El principal indicador de esta afirmación surge de los datos de balanza comercial y cuenta corriente que, aun con el desplome de los precios de los commodities y la sequía, siguen mostrando números positivos, en parte por la retracción del nivel de actividad. Sólo en el primer bimestre del año acumula un superávit de comercio de u$s 2.200 millones, y nuestras proyecciones para todo 2009 ascienden a u$s 8.500 millones, compatibles con un superávit de cuenta corriente de u$s 2.700 millones.
De los distintos indicadores de tipo de cambio se deduce algo similar. Hoy el tipo de cambio real bilateral con Brasil es 2,26 y el tipo de cambio real multilateral (utilizando una canasta de monedas y, al igual que en el caso anterior, nuestro relevamiento propio de inflación) es el doble que el vigente a fines de la convertibilidad. La comparación de los salarios en dólares, un indicador alternativo de competitividad, muestra las mismas conclusiones. Actualmente, el salario en dólares promedio de la economía es un 14% más bajo que en 2001, mientras en el mismo lapso aumentó un 22% en EE.UU. y el 77% en Brasil.
Desde que se iniciaron los «cambios metodológicos» en el INDEC, la distancia entre el CER y nuestro IPC asciende hasta febrero a 27,8 puntos porcentuales. Mientras el aumento en el IPC del INDEC alcanza al 17,5%, nuestro relevamiento de inflación muestra una suba acumulada del 47,3%.
Es decir, de los tres gustos del helado en los que descomponemos el tipo de cambio, el que equilibra la cuenta corriente, el que equilibra la cuenta capital a partir del contexto internacional (que vale recordar empieza a moderarse en las últimas semanas a partir de una reversión de la salida de capitales de los países vecinos) y el que equilibra la cuenta capital a partir del aumento/disminución en la incertidumbre que genera la política, sólo este último está operando.

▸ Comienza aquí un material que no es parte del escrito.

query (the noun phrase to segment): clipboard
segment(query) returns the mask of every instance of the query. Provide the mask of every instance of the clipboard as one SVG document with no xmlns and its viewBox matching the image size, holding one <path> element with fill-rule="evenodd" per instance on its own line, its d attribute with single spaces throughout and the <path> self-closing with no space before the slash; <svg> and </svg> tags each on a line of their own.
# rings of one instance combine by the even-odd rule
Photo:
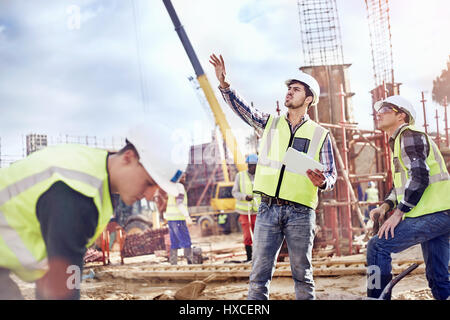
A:
<svg viewBox="0 0 450 320">
<path fill-rule="evenodd" d="M 284 155 L 282 163 L 286 166 L 286 170 L 306 176 L 308 169 L 324 170 L 323 164 L 307 156 L 305 153 L 289 147 Z"/>
</svg>

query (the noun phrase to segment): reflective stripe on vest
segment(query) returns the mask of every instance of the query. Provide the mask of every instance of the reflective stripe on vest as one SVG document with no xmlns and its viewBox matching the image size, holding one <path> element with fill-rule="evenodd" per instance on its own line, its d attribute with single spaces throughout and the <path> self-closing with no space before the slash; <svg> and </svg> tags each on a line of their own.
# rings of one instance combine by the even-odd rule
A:
<svg viewBox="0 0 450 320">
<path fill-rule="evenodd" d="M 240 214 L 256 214 L 261 203 L 261 196 L 253 193 L 253 183 L 248 175 L 248 171 L 238 172 L 239 175 L 239 192 L 245 193 L 248 196 L 253 196 L 252 201 L 236 200 L 236 211 Z"/>
<path fill-rule="evenodd" d="M 294 145 L 295 139 L 304 143 L 306 155 L 320 161 L 320 150 L 327 134 L 326 129 L 312 120 L 307 120 L 292 135 L 284 116 L 270 116 L 261 141 L 254 191 L 315 209 L 318 188 L 307 176 L 286 169 L 282 161 L 288 147 Z"/>
<path fill-rule="evenodd" d="M 400 203 L 403 200 L 409 179 L 408 169 L 405 165 L 405 163 L 409 165 L 409 157 L 406 155 L 405 150 L 401 150 L 400 146 L 401 135 L 407 129 L 424 134 L 430 146 L 430 151 L 425 161 L 429 168 L 429 185 L 415 207 L 403 201 L 406 205 L 414 207 L 405 214 L 405 217 L 419 217 L 450 209 L 450 201 L 447 200 L 448 194 L 450 193 L 450 176 L 445 166 L 444 158 L 434 141 L 424 132 L 413 126 L 403 127 L 394 142 L 394 156 L 391 160 L 391 171 L 394 177 L 397 202 Z"/>
<path fill-rule="evenodd" d="M 187 195 L 184 193 L 183 205 L 187 207 Z M 167 209 L 164 213 L 164 219 L 167 221 L 186 220 L 184 214 L 178 209 L 177 200 L 175 196 L 169 195 L 167 199 Z"/>
<path fill-rule="evenodd" d="M 99 222 L 90 246 L 112 213 L 107 152 L 78 145 L 47 147 L 9 168 L 0 169 L 0 267 L 25 281 L 46 272 L 46 248 L 36 204 L 55 182 L 93 198 Z"/>
</svg>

En efecto, la presión cambiaria observada obedece exclusivamente a los movimientos espasmódicos en la cuenta capital de origen extra económico -pelea política, puja distributiva, inseguridad, hoja de ruta del Gobierno para la deuda pública, etc.-. En este contexto, el accionar del BCRA para limitar la incertidumbre y evitar una sobrerreacción del tipo de cambio, con el riesgo implícito sobre la estabilidad de la demanda de pesos, es necesario. Pero la intervención no debería limitarse al mercado cambiario, sino también operar a través de las tasas de interés, en un contexto donde éstas no ajustan ante bancos que se han protegido de la crisis, generando un elevado colchón de liquidez, y la ANSES, nuevo jugador en el mercado de pesos que opera a favor de no aumentar las tasas de interés que pagan los bancos en cada una de sus renovaciones de plazos fijos.